Social networking is an integral part of our life now. It is a part of our work culture, our lifestyle and even parenting. With increasing number of nuclear families and couples moving away from their paternal homes for better prospects, we are at a loss of parenting advice.
Social networking is helping us bridge the gap and get time-tested solutions for our parenting troubles. It has actually ended our dependency on our relatives and peers for advice. A research conducted by Pew Research center in 2015 found out that 79 percent of parents who used social media, got useful information from their networks on parenting.
The parents networking on social media has evolved into a symbiotic ecosystem globally, where parents are actively participating in the exchange of information.

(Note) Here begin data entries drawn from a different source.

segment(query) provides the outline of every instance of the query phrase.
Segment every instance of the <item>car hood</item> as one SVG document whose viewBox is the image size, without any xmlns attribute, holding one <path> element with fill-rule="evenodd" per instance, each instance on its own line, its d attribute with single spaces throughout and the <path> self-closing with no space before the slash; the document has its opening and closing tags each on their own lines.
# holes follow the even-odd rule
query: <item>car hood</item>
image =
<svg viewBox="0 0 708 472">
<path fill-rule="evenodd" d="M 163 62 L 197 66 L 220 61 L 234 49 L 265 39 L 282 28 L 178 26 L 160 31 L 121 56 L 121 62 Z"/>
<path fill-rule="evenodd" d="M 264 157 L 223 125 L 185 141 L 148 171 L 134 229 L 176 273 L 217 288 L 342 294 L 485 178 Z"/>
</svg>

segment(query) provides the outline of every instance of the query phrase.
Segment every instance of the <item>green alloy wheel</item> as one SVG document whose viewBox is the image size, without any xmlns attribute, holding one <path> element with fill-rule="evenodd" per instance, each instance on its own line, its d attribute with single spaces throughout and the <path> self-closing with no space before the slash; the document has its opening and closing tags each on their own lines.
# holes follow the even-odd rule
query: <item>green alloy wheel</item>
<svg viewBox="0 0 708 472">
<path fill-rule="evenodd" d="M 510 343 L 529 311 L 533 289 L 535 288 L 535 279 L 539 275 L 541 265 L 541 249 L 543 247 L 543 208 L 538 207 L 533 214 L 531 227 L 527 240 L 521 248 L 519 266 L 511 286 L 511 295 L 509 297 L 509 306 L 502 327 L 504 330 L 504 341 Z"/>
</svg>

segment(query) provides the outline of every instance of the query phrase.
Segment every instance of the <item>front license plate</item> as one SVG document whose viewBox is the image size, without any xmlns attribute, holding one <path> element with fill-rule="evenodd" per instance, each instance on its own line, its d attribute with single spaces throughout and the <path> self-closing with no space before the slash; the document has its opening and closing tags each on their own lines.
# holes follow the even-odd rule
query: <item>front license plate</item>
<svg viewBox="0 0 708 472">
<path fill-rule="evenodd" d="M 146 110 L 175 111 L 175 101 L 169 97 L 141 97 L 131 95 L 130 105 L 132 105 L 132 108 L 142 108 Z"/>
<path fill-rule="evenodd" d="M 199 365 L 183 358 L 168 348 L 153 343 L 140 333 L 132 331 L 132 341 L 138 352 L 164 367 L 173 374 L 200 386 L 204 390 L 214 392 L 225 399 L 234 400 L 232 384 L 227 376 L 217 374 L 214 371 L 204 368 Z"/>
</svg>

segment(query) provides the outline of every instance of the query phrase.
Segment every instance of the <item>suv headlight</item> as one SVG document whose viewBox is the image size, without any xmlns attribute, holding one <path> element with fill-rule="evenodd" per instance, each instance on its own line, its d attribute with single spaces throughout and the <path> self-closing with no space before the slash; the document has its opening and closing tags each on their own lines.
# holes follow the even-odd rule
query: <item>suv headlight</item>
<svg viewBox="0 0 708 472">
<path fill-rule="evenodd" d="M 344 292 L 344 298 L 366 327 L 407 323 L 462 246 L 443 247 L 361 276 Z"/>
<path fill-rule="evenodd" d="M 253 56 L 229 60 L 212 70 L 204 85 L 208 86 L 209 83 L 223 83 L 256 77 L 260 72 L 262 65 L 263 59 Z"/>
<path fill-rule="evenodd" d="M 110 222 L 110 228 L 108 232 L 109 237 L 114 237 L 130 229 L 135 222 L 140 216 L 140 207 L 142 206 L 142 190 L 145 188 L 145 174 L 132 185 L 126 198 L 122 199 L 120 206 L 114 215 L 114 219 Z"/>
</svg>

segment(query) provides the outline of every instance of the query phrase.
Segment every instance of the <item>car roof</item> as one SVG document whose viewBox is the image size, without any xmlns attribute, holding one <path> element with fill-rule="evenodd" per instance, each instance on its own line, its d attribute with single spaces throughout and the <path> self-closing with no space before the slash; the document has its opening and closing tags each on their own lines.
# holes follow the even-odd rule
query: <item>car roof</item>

In the same research 71% of all parents on social media said that they try to respond if they know the answer to a question posed by someone in their online community. Be it through group chats or via blogs, now there is easy access to information and also emotional support.
However, on the other hand, a research by Commonsensemedia shows that fifty percent of parents think that using social media hurts children’s physical activity – a common concern in most parents.
Children and Screen Time
Today children, are exposed to excessive screen time. They are reluctant to go outside and engage in any sort of physical activity. Parents are spending as much as nine hours daily in front their TVs, laptops, mobiles, etc. When a child sees that the parent would rather engage with people virtually than in person, it leaves a very bad impression on his or her mind.
If parents want their kids to read books, or paint or engage in conversations, they should lead by example. Young impressionable minds learn a lot by observing us. In future their actions will mirror what they have grown up seeing.
Parents have to make sure that they spend some time daily, interacting one on one with the kids.
They should discourage kids from pouting and posing repeatedly for selfies. Little kids should not see their peers as people who keep obsessing over the quality of a mere photograph. Nor should they see them as someone with a constant need to share every little detail of the day on networking platforms.
Children and social networking platforms.
Many parents are also finding it increasingly difficult to monitor their teen wards time on social networking platforms. Also, how much information should be shared online? Should we constantly ‘helicopter’ them, out of fear for their well-being? The rift on this issue puts a lot of strain on teen-aged kids and their parents. Teenagers feel that parents need to develop trust and support for them. While parents think that they know what is good for their child, as they are more experienced.
67 percent of parents say that monitoring their children’s media use is more important than respecting their privacy.
Parents have to understand that rebellion and hatred is a part and parcel of their growing up years. Strong security measures for internet browsing and limited access to interactive websites are a small part of the solution. Internet Safety education and awareness is the long-term solution. Children should be made aware of potential threats of the internet.
Every human learns from his or her own mistakes, but in these unscrupulous times, these mistakes cost lives, trust and confidence. Parents can’t protect their children from all the problems they will face in life. There will be times, when some children will end up getting grievously hurt despite their parents’ best effort to keep them safe. These wounds will be more mental than physical. Furthermore, in such times we should stand by them, and empathise with their problems.
Dr Yamini Pustake Bhalerao is a writer with the SheThePeople team, in the Opinions section. The views expressed are author’s own.